Their old parents were not very agreeable to their friendship but the young girls kept visiting each other. “The Shivratri’s fish, I cannot forget the taste, it’s like I just took a bite now,” she would say. “Songs, I remember most of them, there is no one to sing along with…but the street still smells of us.” Pophtaeth wasn’t the only one who spoke of missing friends. Ammi, my mother, did too—of her only friend, her best friend Lalleh. I had remembered the name because of Lalleh Ded, the renowned Kashmiri poet. Ammi had lost hope of finding her until one day, walking in Jammu, they ran into each other. They exchanged numbers—now they share recipes, photos and gossip. Ammi and Pophtaeth both spoke of Roshan Lal. “Besides being the best doctor in town, he was a magician; there was no disease he couldn’t cure,” Pophtaeth would recall whenever she felt unwell or weak. Roshan Lal was a healer, and also an immortal. For decades after he left, his house continued to be a landmark; Kaka’s copper shop was next to Roshan Lal’s house, the chicken shop behind it, and now, the ATM, five shops away. For me, the only proof of them being there were the abandoned houses. They were everywhere in the town; many in my mohalla. Batt-waer is a patch of land with old houses, most of them beautiful with intricate woodwork on the windows, just like the houses surrounding Pophtaeth’s home. Some houses still stand tall in Batt-waer.

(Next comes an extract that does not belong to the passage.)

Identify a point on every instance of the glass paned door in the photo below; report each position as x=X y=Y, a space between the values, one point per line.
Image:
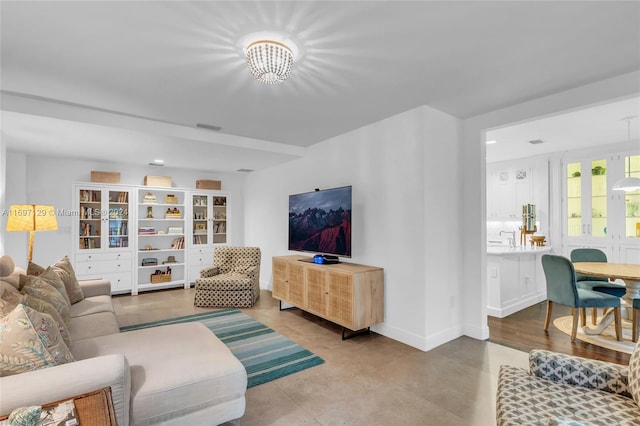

Pophtaeth said she once had a dream about demons walking towards Kashmir on the Madhopur bridge in Jammu. “They will not cross the Banihal tunnel and yet their stench will be everywhere,” she had declared. Still hopeful for a reunion, Pophtaeth departed. Her house does not smell the same and the fragrance is fading from the street. I walk by the temple, still believing Nagaraj lives there but Sherbagh is not the home to paris anymore. Pophtaeth was right, I can tell; its land is barren. The stench of the beasts resides in the streets.